Prostate Problem Guide
Understanding PSA numbers
In many cases where a doctor suspects that a patient may be suffering from BPH (a benign swelling or enlargement of the prostate) a PSA prostate test will be ordered. But, just what is a PSA test?
PSA stands for prostate specific antigen which is a protein produced principally by cells within the prostate. The main role of the prostate is to produce fluid which makes up part of a man's semen and the majority of the PSA produced finds its way into this fluid. A small amount however is also released into the blood where it can be found floating freely within the blood (free PSA) or bound together with other proteins (complexed PSA, or cPSA).
The PSA test is thus a blood test to assess the level of PSA and can measure the total level of total PSA, the level of free PSA and the level of complexed PSA. When a PSA test is ordered it will normally be a total PSA test and a free PSA test or cPSA test will usually be ordered individually where the doctor considers this to be necessary.
(This said it is becoming increasingly common for doctors these days to order both free & total PSA tests.)
The PSA test is just one of a series of steps that a doctor will go through in order to make a diagnosis and the first and most important thing to remember is that the PSA test on its own is not used to diagnose either BPH or indeed prostate cancer. Its principal purpose is to indicate whether BPH or prostate cancer are likely so that further tests can be carried out if required.
PSA levels will vary from one individual to another and can also rise and fall with various forms of activity and in reaction to certain infections and medication.
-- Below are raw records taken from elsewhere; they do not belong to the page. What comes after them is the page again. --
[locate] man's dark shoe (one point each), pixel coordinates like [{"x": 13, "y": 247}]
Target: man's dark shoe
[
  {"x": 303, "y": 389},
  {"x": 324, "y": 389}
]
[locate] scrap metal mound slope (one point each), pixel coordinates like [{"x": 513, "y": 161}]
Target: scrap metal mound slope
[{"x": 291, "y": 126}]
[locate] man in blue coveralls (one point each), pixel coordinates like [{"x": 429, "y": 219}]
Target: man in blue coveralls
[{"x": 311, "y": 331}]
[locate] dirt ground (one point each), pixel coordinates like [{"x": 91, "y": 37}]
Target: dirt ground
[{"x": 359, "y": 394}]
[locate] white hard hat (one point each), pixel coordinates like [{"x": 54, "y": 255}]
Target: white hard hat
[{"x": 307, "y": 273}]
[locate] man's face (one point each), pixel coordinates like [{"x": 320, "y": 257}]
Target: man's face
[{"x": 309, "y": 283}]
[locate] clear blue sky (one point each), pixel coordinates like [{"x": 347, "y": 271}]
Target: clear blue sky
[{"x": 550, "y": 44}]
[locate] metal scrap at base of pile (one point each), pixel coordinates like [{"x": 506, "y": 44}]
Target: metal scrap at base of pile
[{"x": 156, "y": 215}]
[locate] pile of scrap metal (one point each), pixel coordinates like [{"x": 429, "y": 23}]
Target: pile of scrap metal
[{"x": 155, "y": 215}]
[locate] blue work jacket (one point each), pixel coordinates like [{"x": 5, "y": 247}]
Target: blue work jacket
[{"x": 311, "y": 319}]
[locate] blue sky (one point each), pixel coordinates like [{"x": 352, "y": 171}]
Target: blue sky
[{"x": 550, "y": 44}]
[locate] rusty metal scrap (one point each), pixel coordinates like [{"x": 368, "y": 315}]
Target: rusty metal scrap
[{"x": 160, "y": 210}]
It is rare therefore that a doctor will rely on individual PSA test results and will often order several tests spread several weeks apart, before drawing any conclusions from the PSA results.
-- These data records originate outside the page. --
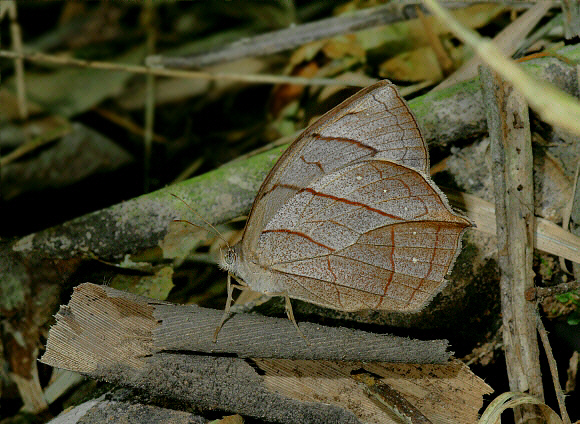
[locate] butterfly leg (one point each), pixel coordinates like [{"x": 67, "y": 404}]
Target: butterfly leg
[
  {"x": 226, "y": 315},
  {"x": 290, "y": 312}
]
Normally PSA is present in the blood at a concentration of about 4 nanograms per milliliter, however, PSA level ranges between 4 and 10 nanograms per milliliter indicate the possible presence of prostate cancer and are a fairly good indication of the presence of BPH. If PSA numbers rise above 10 nanograms per milliliter then the doctor will normally wish to carry out further tests to determine whether or not prostate cancer is present.
The main problem with the PSA test is seen when the results fall into the gray area between 4 and 10 nanograms per milliliter and it is here that a free PSA may be ordered. A low level of free PSA indicates the presence of a higher risk of prostate cancer, while a higher level of free PSA suggests a lower risk that the rise in total PSA is being caused by prostate cancer.
A cPSA test can also be used to give the doctor further information with cPSA levels increasing in the presence of prostate cancer.
One main use of PSA testing is seen in the field of prostate screening. Here PSA testing is carried out over a number of months (or years) and changes in PSA levels are monitored. In general terms, a rising pattern of PSA levels may be indicative of the presence of prostate cancer and the rate of increase will also give an indication of just how aggressive the cancer may be.
Finally, PSA testing is used following prostate cancer treatment to assess the effect of treatment.